As he notes, not all is quite as some would like to suggest it is in these places:

[O]ffshore employees might be instructed by the management to "clean the records" and remove from the data base instructions such as:

• Do not contact the Settlor in America!
• Client is highly sensitive regarding telephone security and always confirm identity of Settlor before disclosing information;
• The secret code is "Rainbow";
• Use only his mobile number (xx xxx xxx xxx);
• No communication with client on work address or email;
• Change of trust name from "Sugar Spoon" to "Coffee Cup";
• When making distribution to the Settlor do not say "Distribution" say donation;
• This Trust has a "Dummy Settlor";
• The trust should be treated for US tax purposes only as owned by another person;
• And many more!

As a reasonable employee this gets you thinking, and I believe it is fair to say that all those remarks point in a direction where an ethical and moral person is in a conflict and has reasonable grounds to believe that the employer is not complying with the law.

However, what would you (and I mean you!) do when you are confronted with such a request from management?

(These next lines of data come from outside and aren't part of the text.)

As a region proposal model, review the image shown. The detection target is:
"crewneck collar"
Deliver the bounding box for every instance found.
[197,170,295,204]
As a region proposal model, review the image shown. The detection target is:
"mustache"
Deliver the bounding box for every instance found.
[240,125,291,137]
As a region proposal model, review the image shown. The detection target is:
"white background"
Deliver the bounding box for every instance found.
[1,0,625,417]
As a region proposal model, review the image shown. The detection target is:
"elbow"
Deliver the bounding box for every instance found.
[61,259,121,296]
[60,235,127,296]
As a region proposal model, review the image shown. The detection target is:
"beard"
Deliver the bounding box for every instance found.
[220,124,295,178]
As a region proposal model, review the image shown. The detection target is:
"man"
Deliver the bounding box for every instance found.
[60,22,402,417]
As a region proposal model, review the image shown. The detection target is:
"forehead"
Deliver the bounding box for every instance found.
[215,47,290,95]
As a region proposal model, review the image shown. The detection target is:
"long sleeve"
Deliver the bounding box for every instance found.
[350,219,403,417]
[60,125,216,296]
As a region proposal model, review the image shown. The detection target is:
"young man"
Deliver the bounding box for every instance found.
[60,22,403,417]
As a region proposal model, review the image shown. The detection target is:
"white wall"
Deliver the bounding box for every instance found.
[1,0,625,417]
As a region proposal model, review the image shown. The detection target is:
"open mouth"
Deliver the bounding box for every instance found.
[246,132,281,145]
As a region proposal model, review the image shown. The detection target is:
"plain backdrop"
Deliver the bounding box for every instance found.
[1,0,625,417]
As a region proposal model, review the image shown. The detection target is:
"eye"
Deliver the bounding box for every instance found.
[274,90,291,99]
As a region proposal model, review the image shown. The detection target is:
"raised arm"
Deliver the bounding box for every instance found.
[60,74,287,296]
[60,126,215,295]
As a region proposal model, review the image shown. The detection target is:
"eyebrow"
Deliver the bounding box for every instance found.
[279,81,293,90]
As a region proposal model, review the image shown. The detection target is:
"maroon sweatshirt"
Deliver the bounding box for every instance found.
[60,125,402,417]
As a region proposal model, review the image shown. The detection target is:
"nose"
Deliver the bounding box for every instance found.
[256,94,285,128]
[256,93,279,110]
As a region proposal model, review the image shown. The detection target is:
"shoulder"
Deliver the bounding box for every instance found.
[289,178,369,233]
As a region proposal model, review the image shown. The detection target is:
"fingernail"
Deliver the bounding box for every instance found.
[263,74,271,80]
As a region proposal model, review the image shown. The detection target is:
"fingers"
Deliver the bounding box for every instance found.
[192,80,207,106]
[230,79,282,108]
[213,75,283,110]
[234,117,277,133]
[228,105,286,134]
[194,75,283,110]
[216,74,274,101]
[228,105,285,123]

I tell you! And I tell you straight: 99 % of all employees would do as instructed by the management. Why does this happen even though it goes against the employee's moral and ethical standards?

It is simple: any employee who speaks up faces instant job loss; and when employees go public and become whistleblowers they place their own (and their family's) future in serious jeopardy.

I believe Rudolf.

He worked for Swiss bank Julius Baer in Cayman.

But I accept: this is his word against most of the rest. Except there's another reason for believing him. It's called UBS.

When names like that are clearly corrupt why should we believe the stories that the rest offer in their defence?